On our way back from the Skunk Ape Research Headquarters, we knew we’d have to stop at Miccosukee Indian Village as they had billboards up and down the road of what appeared to be a man karate-chopping an alligator, and that is absolutely the sort of thing I pull over for or risk regretting it for the rest of my days. I was so enthralled by the prospect of nearby gator-chopping that I didn’t really stop to think about participating in Native tourism. If someone wants to tell me about their culture, I’m in. I want to hear as much as they want to tell me. But I want to avoid any situation where it feels like people are putting themselves and their culture on display because they have to do it in order to survive. I really should have given it some more thought before pulling over.

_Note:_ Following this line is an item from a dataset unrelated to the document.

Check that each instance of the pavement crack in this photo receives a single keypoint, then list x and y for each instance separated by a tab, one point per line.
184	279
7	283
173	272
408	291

The Miccosukee Indians were orignally part of the Creek, but migrated to Florida before it became part of the United States, joining the Seminoles. In order to avoid being removed to the west, about 100 Miccosukee escaped and hid in the everglades; today’s tribe numbers around 600 and are their direct descendants. The village you tour is not where the tribe actually lives, and while it was their choice to create this village for tourists, I couldn’t help but feel uncomfortable about being there. We arrived and immediately had to make a snap decision about whether or not to take a guided tour as “one just left”. We decided to take the tour, and ran to catch up, but in retrospect, we shouldn’t have. When you enter the village, there are a few Natives on display doing demonstrations of patchwork and basket weaving. I don’t want to make any assumptions about the tour guide’s heritage, but based on her consistent use of “them” and “they”, it seemed like she didn’t personally identify with the tribe and that added an extra-gross sideshow sort of feeling. Very “step right up and check out these people who aren’t like you! Some of them still live in huts!”. What’s worse is that she didn’t seem to be very educated on the subject she was telling us about; she’d walk from station to station saying one or two rushed, clipped sentences about it and then asking “any questions?” in a manner that discouraged you from actually asking anything, before hustling everyone to the next station. For example, “This is a tribe member doing an example of patchwork like the way they would back in the day. Some of these patches have meaning and some don’t. Any questions?” The entire tour was less than ten minutes (possibly under five), after which we were released to our own devices. We decided to wait around at the alligator pit for the next show, since that’s the thing they were heavily advertising, and we were both glad we did. The young man who did the show was not bound to the “Florida cracker” mannerisms the way they are at Gatorland, so we learned a lot more about alligator anatomy…but we were also told that crocodiles don’t have tongues, which isn’t the case, so it’s possible that this anatomy lesson included a side of “dumbass tourists will believe anything.”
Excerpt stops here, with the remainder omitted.